La plupart des secteurs sont touchés, mis à part peut-être les services de l’Etat. Mais cette intensification de la concurrence est aussi un puissant stimulant qui pousse les entreprises à se dépasser, à créer les meilleures offres et à innover. La clé pour les entreprises, dans ce contexte concurrentiel fort, est de fidéliser leurs ressources humaines et leurs compétences clés qui sont un maillon essentiel sur lequel capitaliser.
Qui sont les nouveaux entrants sur le marché et quel est leur impact ? En particulier ceux provenant de la tech ?
Beaucoup de nouveaux entrants en digital ou en tech arrivent en créant une rupture de modèle sur leur marché, en simplifiant l’intermédiation ou en apportant un nouveau service. Ce sont pour la plupart de nouvelles marketplaces qui rebattent les cartes concurrentielles et changent les marchés. C’est le cas de services comme Uber ou Airbnb par exemple qui ont totalement modifié les règles de leurs marchés dans la façon d’avoir accès à un taxi ou à une location de vacances.
Il y a aussi tous les services digitaux qui jouent sur l’achat d’occasion ou le reconditionnement de matériel recyclé pour consommer plus durablement et plus local comme Le Bon Coin qui a facilité le commerce d’occasion de proximité ou plus récemment Back Market avec sa proposition de produits reconditionnés à des prix abordables.
Les nouvelles plateformes de musique comme Deezer ou Spotify ou les plateformes vidéo comme Netflix ou Amazone Prime sont aussi de nouveaux entrants qui ont créé leur marché.

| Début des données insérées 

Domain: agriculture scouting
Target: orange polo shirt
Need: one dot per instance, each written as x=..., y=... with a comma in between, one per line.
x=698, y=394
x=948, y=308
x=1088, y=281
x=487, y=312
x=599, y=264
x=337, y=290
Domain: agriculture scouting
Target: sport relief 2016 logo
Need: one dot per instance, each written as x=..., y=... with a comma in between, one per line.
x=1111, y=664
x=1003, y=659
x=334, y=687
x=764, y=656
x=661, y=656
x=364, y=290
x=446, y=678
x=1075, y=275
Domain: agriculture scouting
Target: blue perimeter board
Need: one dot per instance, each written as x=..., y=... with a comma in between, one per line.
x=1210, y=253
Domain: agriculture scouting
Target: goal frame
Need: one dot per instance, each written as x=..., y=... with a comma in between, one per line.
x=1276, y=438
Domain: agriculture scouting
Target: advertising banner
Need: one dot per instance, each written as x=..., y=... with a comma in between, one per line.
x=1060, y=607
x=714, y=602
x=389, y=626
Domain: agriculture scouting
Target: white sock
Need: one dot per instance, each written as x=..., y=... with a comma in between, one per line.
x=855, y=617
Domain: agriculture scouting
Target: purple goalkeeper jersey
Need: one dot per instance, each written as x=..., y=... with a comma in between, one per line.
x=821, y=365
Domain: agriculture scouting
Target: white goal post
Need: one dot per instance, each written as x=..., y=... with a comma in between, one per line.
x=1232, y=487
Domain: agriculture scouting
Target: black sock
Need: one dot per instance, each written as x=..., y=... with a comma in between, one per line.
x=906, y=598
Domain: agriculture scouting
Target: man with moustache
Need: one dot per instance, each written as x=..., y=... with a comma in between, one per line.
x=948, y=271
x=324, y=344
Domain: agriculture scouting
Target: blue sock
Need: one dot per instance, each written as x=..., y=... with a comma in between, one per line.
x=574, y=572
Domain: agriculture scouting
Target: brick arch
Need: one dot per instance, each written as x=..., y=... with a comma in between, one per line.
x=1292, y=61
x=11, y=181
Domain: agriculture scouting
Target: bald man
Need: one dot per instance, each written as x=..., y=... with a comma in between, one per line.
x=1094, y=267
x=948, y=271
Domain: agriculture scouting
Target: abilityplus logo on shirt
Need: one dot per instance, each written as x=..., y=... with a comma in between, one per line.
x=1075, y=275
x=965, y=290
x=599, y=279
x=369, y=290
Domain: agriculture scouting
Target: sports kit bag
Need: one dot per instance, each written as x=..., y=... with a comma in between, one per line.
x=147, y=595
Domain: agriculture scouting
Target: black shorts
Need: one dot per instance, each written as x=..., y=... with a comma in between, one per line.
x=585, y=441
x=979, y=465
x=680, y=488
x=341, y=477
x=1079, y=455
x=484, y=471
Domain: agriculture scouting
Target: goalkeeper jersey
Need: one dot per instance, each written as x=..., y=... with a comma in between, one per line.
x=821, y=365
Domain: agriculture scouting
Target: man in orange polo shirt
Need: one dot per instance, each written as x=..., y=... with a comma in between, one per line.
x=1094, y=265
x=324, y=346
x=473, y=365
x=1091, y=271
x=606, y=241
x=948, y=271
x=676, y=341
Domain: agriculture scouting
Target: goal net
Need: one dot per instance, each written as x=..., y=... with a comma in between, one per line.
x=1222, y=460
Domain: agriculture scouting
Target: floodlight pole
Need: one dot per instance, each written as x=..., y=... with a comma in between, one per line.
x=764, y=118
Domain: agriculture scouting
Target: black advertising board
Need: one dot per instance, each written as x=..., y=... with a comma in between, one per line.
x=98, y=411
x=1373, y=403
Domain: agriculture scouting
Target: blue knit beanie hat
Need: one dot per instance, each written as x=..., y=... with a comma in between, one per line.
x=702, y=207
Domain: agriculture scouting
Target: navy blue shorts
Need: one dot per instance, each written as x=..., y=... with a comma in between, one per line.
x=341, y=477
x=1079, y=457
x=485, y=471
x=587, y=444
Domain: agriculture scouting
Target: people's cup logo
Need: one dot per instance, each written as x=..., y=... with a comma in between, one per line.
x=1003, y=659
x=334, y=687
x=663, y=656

Et puis tous les outils tech et solutions digitales qui permettent le travail à distance dans un contexte de pandémie sont aussi de nouveaux entrants ainsi que des plateformes facilitatrices dans ce contexte comme Doctolib qui a littéralement explosé en permettant les consultations médicales en ligne pendant le confinement.
Enfin, dans tous les secteurs, les entreprises opèrent souvent une transformation digitale en proposant leurs services désormais sur internet : les commerçants avec la vente en ligne ou les journaux et magazines avec des versions digitales et des articles réservés aux abonnés numériques. Cette transformation digitale est clé pour la survie de l’entreprise et la qualité du passage au numérique peut rejouer sa position sur son marché. Ainsi le premier sur son marché ne sera peut-être plus le leader après son passage en numérique. La réussite de sa transformation digitale est donc clé dans un contexte d’intensification de la concurrence.
Comment cette intensification de la compétition se traduit-elle pour les entreprises ?
La compétition a des effets positifs car elle génère une stimulation permanente, voire une redynamisation des marchés. Les entreprises intensifient alors leurs budgets en innovation ou en R&D pour tirer leur épingle du jeu et faire évoluer la qualité et l’originalité de leurs propositions pour mieux répondre aux attentes des utilisateurs.
La compétition est aussi souvent au service du pouvoir d’achat. En effet, qui dit concurrence intense dit souvent baisse des prix, ce qui fait plaisir au porte-monnaie de l’utilisateur final.
Enfin, un des axes des entreprises pour résister à l’intensification de la compétition est aussi la concentration via le rachat de solutions innovantes complémentaires ou de concurrents directs pour consolider sa position sur un marché et éviter de se faire dépasser. Cette concentration permet d’aller plus vite dans son développement, de s’offrir un axe de diversification complémentaire, un marché international, de maîtriser l’ensemble de la chaîne de valeur sans être dépendant de prestataires tiers ou de mieux résister grâce à une force consolidée.
Le recrutement et la fidélisation des ressources humaines est aussi clé dans ce contexte. Il faut savoir attirer les talents et les garder dans un contexte de compétition intense. C’est un point positif pour les salariés, qui se retrouvent ainsi mieux considérés avec un plus grand équilibre entre vie personnelle et professionnelle, des rémunérations attractives et des facilités pour le télétravail. Au final, tout le monde y gagne : les salariés compétents se sentent mieux dans leur travail et sont donc plus efficaces. Ils sont la vraie force vive de l’entreprise pour résister dans un contexte d’intensification de la compétition.